The Adult Treatment Panel III emphasizes achieving optimal LDL cholesterol levels as pivotal for lowering risk of cardiovascular occurrences in people with or without diagnosed coronary heart disease (CHD).

16.2% of adults have low HDL cholesterol levels.1

This is a problem that is not as pervasive as high LDL levels, but treatment is just as important for patients with dyslipidemia.

According to the American Heart Association report adherence to treatment has,

  • “Less than half of persons who qualify for any kind of lipid-modifying treatment for coronary heart disease risk reduction are receiving it.
  • Less than half of even the highest-risk persons, those with symptomatic CHD, are receiving lipid-lowering treatment.
  • Only about a third of treated patients are achieving their LDL goal; less than 20 percent of CHD patients are at their LDL goal.”

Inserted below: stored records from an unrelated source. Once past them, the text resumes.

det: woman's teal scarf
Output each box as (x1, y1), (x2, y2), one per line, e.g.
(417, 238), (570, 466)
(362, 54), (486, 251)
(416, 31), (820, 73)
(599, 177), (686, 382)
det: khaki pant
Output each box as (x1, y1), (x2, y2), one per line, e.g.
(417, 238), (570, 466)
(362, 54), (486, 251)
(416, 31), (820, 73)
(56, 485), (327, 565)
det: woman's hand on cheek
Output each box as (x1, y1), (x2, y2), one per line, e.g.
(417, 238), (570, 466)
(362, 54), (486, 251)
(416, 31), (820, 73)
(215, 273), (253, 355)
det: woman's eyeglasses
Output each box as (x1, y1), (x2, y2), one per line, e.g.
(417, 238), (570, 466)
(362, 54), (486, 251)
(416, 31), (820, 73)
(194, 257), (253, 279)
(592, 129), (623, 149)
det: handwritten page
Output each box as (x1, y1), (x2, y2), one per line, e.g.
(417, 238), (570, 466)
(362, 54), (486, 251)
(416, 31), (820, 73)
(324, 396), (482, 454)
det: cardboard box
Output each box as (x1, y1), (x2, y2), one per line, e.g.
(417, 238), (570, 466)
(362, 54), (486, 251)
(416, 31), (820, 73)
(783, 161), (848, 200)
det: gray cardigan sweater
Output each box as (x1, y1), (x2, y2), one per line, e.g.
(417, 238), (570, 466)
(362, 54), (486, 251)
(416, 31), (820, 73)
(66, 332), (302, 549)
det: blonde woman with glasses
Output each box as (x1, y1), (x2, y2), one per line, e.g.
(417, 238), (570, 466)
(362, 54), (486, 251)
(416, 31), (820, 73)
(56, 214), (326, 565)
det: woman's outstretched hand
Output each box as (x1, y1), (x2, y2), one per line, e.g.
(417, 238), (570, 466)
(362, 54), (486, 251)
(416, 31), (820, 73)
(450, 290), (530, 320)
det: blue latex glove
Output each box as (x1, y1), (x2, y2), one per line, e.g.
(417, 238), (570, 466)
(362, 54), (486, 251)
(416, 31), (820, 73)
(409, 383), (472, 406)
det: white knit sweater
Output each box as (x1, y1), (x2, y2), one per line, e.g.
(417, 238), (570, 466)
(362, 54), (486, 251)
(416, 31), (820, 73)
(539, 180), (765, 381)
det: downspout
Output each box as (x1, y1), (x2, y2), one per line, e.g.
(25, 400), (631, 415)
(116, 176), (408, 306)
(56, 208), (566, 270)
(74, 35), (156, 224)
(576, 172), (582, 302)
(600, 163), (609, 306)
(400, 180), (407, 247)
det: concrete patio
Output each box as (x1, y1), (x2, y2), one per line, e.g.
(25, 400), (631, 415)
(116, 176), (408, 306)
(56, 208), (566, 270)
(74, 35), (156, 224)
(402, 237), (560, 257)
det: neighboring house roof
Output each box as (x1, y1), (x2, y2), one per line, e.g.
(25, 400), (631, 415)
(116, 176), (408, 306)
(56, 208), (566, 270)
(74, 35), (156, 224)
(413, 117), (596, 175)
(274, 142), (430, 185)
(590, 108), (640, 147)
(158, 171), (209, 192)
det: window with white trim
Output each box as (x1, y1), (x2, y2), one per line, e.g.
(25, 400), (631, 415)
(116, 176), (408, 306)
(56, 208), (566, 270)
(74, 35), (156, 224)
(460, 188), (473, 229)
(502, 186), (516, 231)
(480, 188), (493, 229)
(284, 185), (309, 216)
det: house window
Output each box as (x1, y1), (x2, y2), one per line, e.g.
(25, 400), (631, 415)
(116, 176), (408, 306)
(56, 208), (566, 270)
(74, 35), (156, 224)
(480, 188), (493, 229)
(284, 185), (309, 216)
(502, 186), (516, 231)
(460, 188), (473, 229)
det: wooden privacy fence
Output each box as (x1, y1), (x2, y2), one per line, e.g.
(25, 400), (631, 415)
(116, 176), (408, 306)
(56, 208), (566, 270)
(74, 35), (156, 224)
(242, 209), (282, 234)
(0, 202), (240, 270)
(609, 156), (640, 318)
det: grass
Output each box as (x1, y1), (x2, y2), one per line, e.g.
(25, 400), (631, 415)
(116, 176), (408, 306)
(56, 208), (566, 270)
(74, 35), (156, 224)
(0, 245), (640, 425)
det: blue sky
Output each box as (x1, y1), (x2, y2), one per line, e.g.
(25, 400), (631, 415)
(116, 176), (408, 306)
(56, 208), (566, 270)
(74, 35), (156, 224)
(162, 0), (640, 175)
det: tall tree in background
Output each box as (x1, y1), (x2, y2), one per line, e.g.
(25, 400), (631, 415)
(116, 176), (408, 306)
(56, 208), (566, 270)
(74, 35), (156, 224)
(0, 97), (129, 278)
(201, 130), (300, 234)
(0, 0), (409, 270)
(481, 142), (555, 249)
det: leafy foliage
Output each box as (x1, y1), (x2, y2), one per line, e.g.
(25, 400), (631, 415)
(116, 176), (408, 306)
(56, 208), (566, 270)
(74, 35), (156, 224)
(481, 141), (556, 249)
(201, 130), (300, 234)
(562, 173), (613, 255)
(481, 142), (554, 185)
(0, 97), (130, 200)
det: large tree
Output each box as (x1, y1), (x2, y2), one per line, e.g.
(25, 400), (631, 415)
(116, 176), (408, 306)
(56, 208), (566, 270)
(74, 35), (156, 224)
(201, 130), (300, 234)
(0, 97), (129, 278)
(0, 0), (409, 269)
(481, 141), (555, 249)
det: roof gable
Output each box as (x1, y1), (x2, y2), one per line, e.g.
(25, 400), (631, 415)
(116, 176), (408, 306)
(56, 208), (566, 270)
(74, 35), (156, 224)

Clearly, we have a problem. Therapeutic lifestyle changes such as improved diet and exercise can improve most cardiovascular risk factors, however, pharmacotherapy is necessary for many to achieve their recommended lipid goals. Statins are still the therapy of choice for cholesterol management. Statins are recognized as both safe and effective under the management of a primary health care professional. Fibrates, omega-fatty acids, and niacin has also shown to improve the control of HDL cholesterol and triglycerides in patients with mixed dislipidemia. It should be noted though that the benefits of adding these substances in addition to statin therapy has not been demonstrated in studies yet.

References:

1. American Heart Association. Heart Disease and Stroke Statistics – 2010 Update. Dallas, TX: American Heart Association; 2010.